Dan, who on the other hand is a millionaire. He set up his company, Gravity Payments when he was a teenager. With 2,000 customers and was estimated to be worth millions of dollars, the company was a big success. His earning was estimated to be $1.1M a year, but Valerie really made Dan realize that a lot of his staff might be struggling. So he set out to change that.
He was reading a paper when stumbled upon a few life which made him realize that an additional income can help in a person’s emotional well-being. So, Dan decided to increase the salary of his 120 employees and started paying them $70,000.

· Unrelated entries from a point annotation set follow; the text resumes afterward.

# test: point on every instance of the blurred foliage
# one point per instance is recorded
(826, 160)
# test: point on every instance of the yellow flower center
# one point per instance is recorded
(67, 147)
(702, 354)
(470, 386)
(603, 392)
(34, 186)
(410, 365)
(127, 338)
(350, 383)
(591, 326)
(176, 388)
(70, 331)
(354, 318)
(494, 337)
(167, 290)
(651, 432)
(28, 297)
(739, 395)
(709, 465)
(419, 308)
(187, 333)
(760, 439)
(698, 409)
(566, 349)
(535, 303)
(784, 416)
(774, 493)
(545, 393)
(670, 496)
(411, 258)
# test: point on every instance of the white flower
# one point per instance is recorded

“People are starving or being laid off or being taken advantage of, so that somebody can have a penthouse at the top of a tower in New York with gold chairs,” Dan said. “We’re glorifying greed all the time as a society, in our culture. And, you know, the Forbes list is the worst example – ‘Bill Gates has passed Jeff Bezos as the richest man.’ Who cares!?”
What I got back in return was better than anything I could have ever imagined, and was truly exciting and shocking in some ways,” he told the afore-criticized Forbes. “What I got back in return is, we went from instead of having zero first-time homeowners per year, now we have many first-time homeowners here at Gravity, and that is so exciting to me.”
He further added “I can’t think of anything better that I could get in return out of it than that, and that’s the impact. That’s the legacy. Because, those babies, they carry with them almost infinite potential, solving some of the existential crises of humanity, curing cancer, solving things like global warming. You name it. Who knows what those babies are going to do, and probably I won’t be around to find out all the cascading effects that will come from that.”